The media portrays the politics of Periyar and B. R. Ambedkar as one of their communities and not human liberation, denying it any universal potential.
After the statue of E.V. Ramasamy, better known as Periyar, was vandalised on 6 March in Vellore, the media has begun reintroducing him to the Indian public. In one such instance, an opinion piece in the Indian Express summarises Periyar’s legacy thus: “He [Periyar] stands for a politics that foregrounded social equality, self-respect, and linguistic pride. As a social reformer, he focused on social, cultural and gender inequalities, and his reform agenda questioned matters of faith, gender and tradition. He asked people to be rational in their life choices. He argued that women needed to be independent, not mere child-bearers, and insisted that they be allowed a equal share in employment.”
But the article strangely concludes with this paragraph saying, “Periyar is seen as an icon of OBC political assertion. Any attempt to deride him will be seen as an attempt to undermine the gains made by OBCs even beyond Tamil Nadu.”
The reference to OBC politics here seems out of place because one, Periyar did not articulate his politics as limited only to peasant artisanal castes; and two, his legacy – as the author points out – is much broader in scope.
The administrative category called Other Backward Classes did not exist as a political idiom during Periyar’s time. It became a socio-politically viable category only after the Mandal Commission report was partially implemented by the V.P. Singh government in 1990. Also, even though the term is most associated with peasant and artisanal castes, nomadic tribes as well as Muslim and Christian Dalits are also included in OBCs.
To call Periyar an icon of OBC political assertion is to limit his life’s work and deny the broader anti-caste movement to appropriate his legacy.
How do we define OBC politics? The most plausible answer would be to list out issues that immediately concern the community such as reservations, caste census, inclusion/exclusion of castes in the OBC list, etc. This kind of politics is always couched in welfarist terms and demands concessions within the system instead of demanding radical restructuring of the system itself. This politics also stresses the upliftment of the community to some idealised higher standard instead of looking at individuals as already-existing full citizens entitled to rights and dignity.
It would be a disservice to make Periyar an icon of such kind of welfarist politics because his life work revolved around challenging Brahminical hegemony and calling for an end to all kinds of oppression. He also was a lifelong advocate for reason, rationality and science, and imagined a society based on these principles.
Just two years before his death in 1973, Periyar had said, “Though I have endeavoured all along to abolish caste, as far as this country is concerned, this has meant I carry out propaganda for the abolition of god, religion, the shastras and brahmins. For, caste will disappear only when these four disappear. Even if one of these were to remain, caste will not be abolished in its entirety…because caste has been constructed out of these four… only after man has become a slave and a fool would caste have thus been imposed on society.”

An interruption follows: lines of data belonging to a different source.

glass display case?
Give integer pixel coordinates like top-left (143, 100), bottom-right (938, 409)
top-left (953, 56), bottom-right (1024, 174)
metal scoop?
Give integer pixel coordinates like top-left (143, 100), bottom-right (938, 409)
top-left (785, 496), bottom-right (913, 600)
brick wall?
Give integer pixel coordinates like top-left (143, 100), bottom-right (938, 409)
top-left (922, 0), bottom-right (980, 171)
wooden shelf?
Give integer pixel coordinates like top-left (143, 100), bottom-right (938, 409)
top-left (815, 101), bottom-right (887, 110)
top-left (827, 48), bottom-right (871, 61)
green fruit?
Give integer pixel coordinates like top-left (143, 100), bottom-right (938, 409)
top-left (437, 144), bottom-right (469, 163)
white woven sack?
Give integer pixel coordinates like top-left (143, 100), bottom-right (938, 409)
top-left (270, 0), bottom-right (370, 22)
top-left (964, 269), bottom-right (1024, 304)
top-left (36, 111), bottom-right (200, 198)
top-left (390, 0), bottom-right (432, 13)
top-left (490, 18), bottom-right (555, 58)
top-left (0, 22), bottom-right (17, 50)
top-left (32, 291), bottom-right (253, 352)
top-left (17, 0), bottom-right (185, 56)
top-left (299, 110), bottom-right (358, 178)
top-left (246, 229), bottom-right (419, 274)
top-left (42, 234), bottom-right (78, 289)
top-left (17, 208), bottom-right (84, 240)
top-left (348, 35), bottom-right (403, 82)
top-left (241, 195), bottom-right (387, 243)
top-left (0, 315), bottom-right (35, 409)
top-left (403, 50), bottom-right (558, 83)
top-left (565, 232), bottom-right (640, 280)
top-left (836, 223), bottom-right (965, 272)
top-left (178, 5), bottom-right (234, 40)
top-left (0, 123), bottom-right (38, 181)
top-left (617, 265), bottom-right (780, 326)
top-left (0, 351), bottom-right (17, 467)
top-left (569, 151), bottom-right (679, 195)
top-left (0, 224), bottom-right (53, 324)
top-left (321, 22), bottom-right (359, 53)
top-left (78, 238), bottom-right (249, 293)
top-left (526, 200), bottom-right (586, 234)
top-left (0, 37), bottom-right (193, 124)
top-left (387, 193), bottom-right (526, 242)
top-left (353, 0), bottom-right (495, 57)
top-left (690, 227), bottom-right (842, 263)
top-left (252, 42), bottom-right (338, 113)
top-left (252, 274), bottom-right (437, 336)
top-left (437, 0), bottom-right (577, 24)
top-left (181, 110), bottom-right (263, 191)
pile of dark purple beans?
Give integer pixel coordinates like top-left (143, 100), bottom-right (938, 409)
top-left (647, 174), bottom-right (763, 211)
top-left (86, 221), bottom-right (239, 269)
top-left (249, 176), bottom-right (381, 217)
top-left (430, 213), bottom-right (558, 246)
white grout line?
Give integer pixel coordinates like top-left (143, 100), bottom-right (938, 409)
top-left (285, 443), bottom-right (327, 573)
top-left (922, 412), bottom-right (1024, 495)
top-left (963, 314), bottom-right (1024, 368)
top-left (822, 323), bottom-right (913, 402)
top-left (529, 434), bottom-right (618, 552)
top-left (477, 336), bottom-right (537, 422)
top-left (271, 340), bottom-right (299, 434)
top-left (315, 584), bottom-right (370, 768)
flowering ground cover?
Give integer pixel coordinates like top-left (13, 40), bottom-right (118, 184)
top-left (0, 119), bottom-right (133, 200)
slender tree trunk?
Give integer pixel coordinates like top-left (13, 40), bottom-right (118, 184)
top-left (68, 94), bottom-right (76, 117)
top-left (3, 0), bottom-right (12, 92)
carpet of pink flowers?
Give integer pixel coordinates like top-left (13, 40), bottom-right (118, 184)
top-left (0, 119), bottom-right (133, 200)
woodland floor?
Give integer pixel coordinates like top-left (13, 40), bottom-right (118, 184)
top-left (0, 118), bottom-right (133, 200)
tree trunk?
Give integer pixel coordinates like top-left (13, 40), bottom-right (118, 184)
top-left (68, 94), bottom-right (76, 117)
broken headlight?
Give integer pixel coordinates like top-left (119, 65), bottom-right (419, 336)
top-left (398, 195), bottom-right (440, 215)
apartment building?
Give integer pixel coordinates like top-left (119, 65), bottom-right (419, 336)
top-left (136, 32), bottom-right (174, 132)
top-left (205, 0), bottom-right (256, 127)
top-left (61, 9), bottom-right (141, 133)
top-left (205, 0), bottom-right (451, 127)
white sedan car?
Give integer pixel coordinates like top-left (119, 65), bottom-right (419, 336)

Would you say these thoughts lend themselves to an OBC politics or a politics that desires a complete annihilation of castes? Dr B.R. Ambedkar similarly gets branded as a Dalit icon. Columnists reduce him to a figure that is relevant only to Dalit politics, whatever contours and scope of such a politics may be.
For example, it is easy to read Ambedkar’s Mahad Satyagraha, as a struggle for establishing the right of Dalits over a public good. But this would be a narrow reading of this historic event. The struggle was also about equality, citizenship and dignity of life, and by making a claim over something as basic as water, Ambedkar implicated the whole society in keeping the caste system alive and actively oppressing Dalits. Ambedkar, through his life’s, work strove for a society based on principles of equality, freedom, liberty and dignity of life. Even though Dalits were the primary constituents of his politics, he wanted nothing less than a complete transformation of society.
Ambedkar and Periyar were two great political figures of the 20th century. Their caste backgrounds surely informed the radicality of their politics. It is hard, nay impossible, for the Brahmin class to produce such a leader from among them. But it is one thing to highlight the importance of the ‘experiential’ and another to box that experientiality into ‘particular’, denying its universalising potential.
It is strange that anti-caste movement often gets labelled as identitarian, but at the same time the tallest leaders of the movement do not escape their ascribed identity. Their politics is supposed to be the politics only of their community and not human liberation, denying it any universal potential.
Tejas Harad is a social commentator and works at the Economic and Political Weekly as copy editor.